For a long time since, the Air Force held itself to be a middle-class force, first and foremost. It was not an upper-class force, like the Gentlemen-at-Arms. It was not a lower-class force, like most of the Army. It did not have bases; it had club-branches. It did not have barracks; it had accomodations. It did not use the word "promotion" but "preferrment". Airmen referred to each other as "sir", which sounds stuck-up in any context. While class-consciousness waned in the 50s, the Air Force's allure as a middle-class institution still gave it an unmistakable air [not intended] of superiority. Yet it is also because this form of sexism is so distant from military necessity that makes it difficult to identify and rectify. In the 70s the Army was criticized for not admitting females to its special forces, while it deflected saying that no female candidate has met its physical standards. When it was shown in court that one female did and was overlooked, the Exchequer of Appeal ordered it to comply. And it did. But in the Air Force this would never happen, as there are simply too few objective standards. It was not as easy to judge whether a pilot was a good pilot, or a mechanic a good mechanic; a lot came down to judgment, and this is where the inborn sexism seeps in.
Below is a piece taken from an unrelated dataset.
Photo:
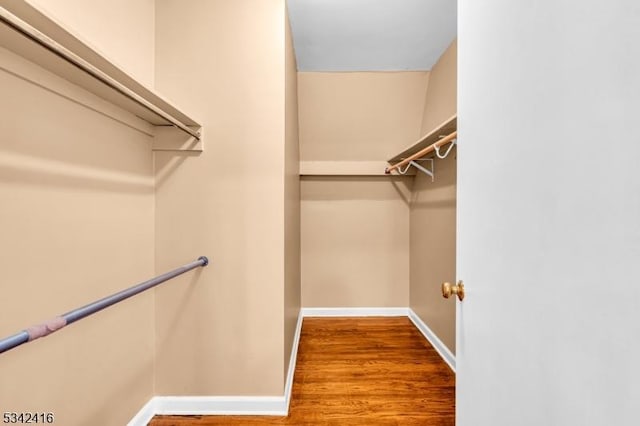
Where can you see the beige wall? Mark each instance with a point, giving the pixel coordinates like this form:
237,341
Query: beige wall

But being a middle-class force also meant it couldn't go against the government. That was vulgar. There were no ugly rebuttals like the Army proffered, refusing to admit females to small parts of its hierarchy. While the Army was in the hands of the middle class in the 50s, it was more ready to accept reforms than in the 60s, when the officers who grew up in the PSW graduated to steer it. "We saved the country" led them to test the government's patience, and as we know it did not end well the upstarts. The Air Force never suffered from this problem, smoothly sailing past the government's reprehensions as the Army got all the negative attention. A different article will address the problem of class consciousness in the Air Force, where an unnaturally-large portion of officers are from a middle-class background. Furthermore, the image of the middle-class Air Force officer, doffing his hat at a well-dressed lady, so much more palatable to the sight than crude humour from front-line soldiers or sailors, seems to conceal the ugly sexism. Besides, the Air Force had a female chief-of-staff between 1979 and 1982, making it the first branch to have one. Again, this reinforces its image as champion of equality, when the femininity of the chief-of-staff has [expletive] to do with the fact that women under her were not promoted at a fairer rate.
Well done, Air Force. Like the new stealth fighter, you have concealed yourself so well.